‘Environmental, social and governance’ investments cannot be standardized to help make investment decisions: most component measures are simply too subjective, writes Jack Mintz in the Financial Post. Below is an excerpt from the article, which can be read in full here.
By Jack Mintz, July 9, 2021
A new book tells the story of how impact investor Arif Naqvi was able to convince hundreds of senior business leaders, including Bill Gates, Prince Phillip and John Kerry, to provide him $14 billion to invest in projects with high returns while supporting game-changing social projects to reduce poverty and promote the energy transformation. The book, published this week by HarperCollins, is “The Key Man: The True Story of How the Global Elite was Duped by a Capitalistic Fairy Tale” by Wall Street Journal reporters Simon Clark and Will Louch.
According to Naqiv’s Abraaj Group website, its funds were awarded an A+ under the UN-supported Principles for Responsible Investment. That seems likely to have changed: Abraaj allegedly misappropriated US$780 million to Mr. Naqvi to support his and others’ conspicuous consumption. Assets were overvalued, management got expensive perks and a host of other governance problems plagued the Group.
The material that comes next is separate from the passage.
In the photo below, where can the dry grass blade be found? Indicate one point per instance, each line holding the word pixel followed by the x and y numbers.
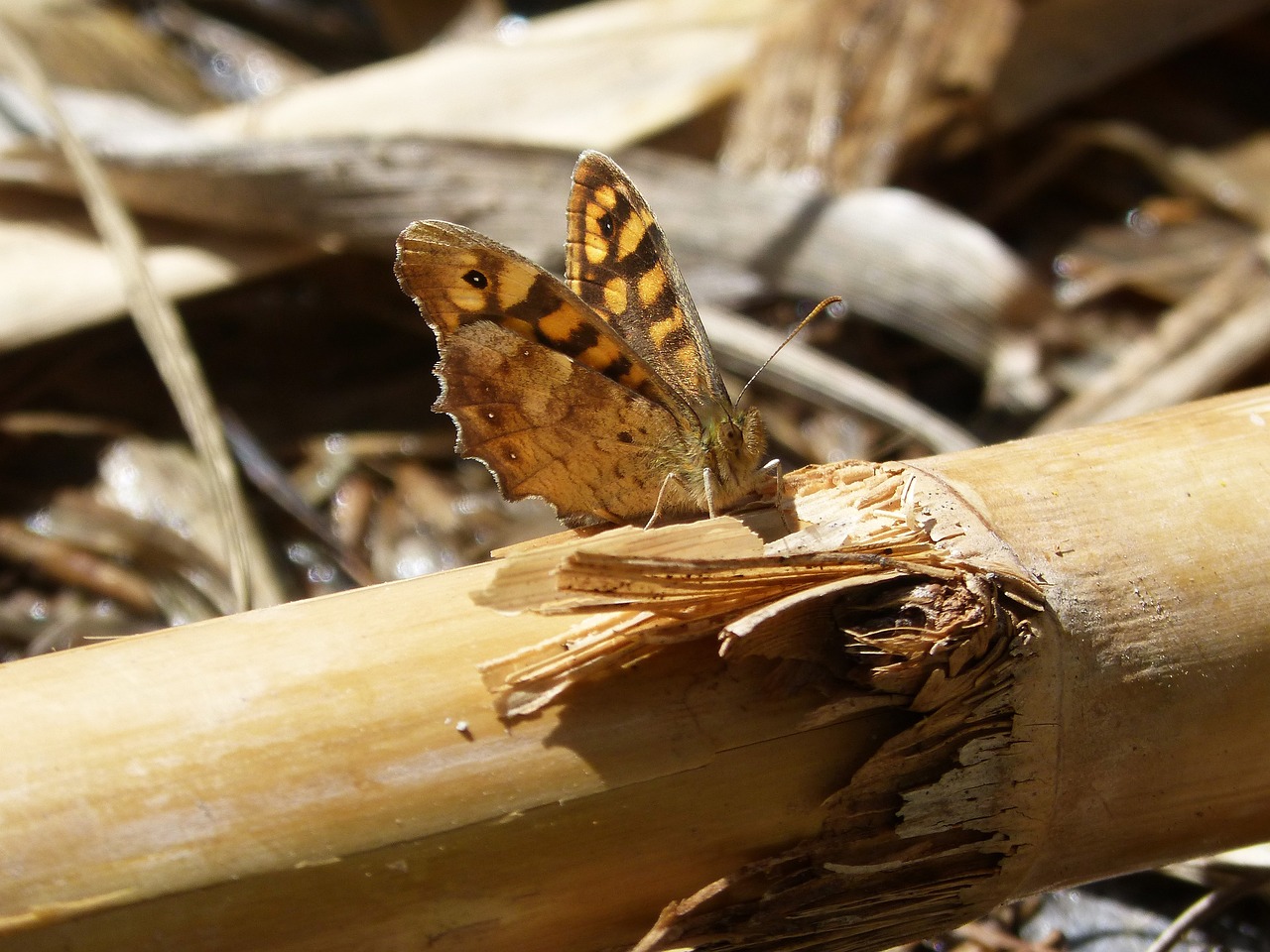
pixel 846 89
pixel 160 327
pixel 806 372
pixel 1205 341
Among the many lessons this cautionary tale teaches is that ESG — environmental, social and governance — which looms large in the UN’s ratings, is very hard to measure. The aim of ESG metrics is to help evaluate companies’ long-term investment performance and to provide information to investors who prefer companies that are not only profitable but also exhibit “good behaviour.”
The indices, however, are built on a foundation “as shaky as a fiddler on a roof.” Companies could have independent boards, strong shareholder rights and strict separation of chair and CEO positions — all big ESG wanna-haves — but still have rotten, even fraudulent management. Many companies “greenwash” their ESG results to make themselves look better. Some social components are hard to measure — “human rights,” for instance — and inherently subjective. Which metrics should get the most weight? How are complexities handled, such as when a company builds electric vehicles in Chinese plants powered by coal?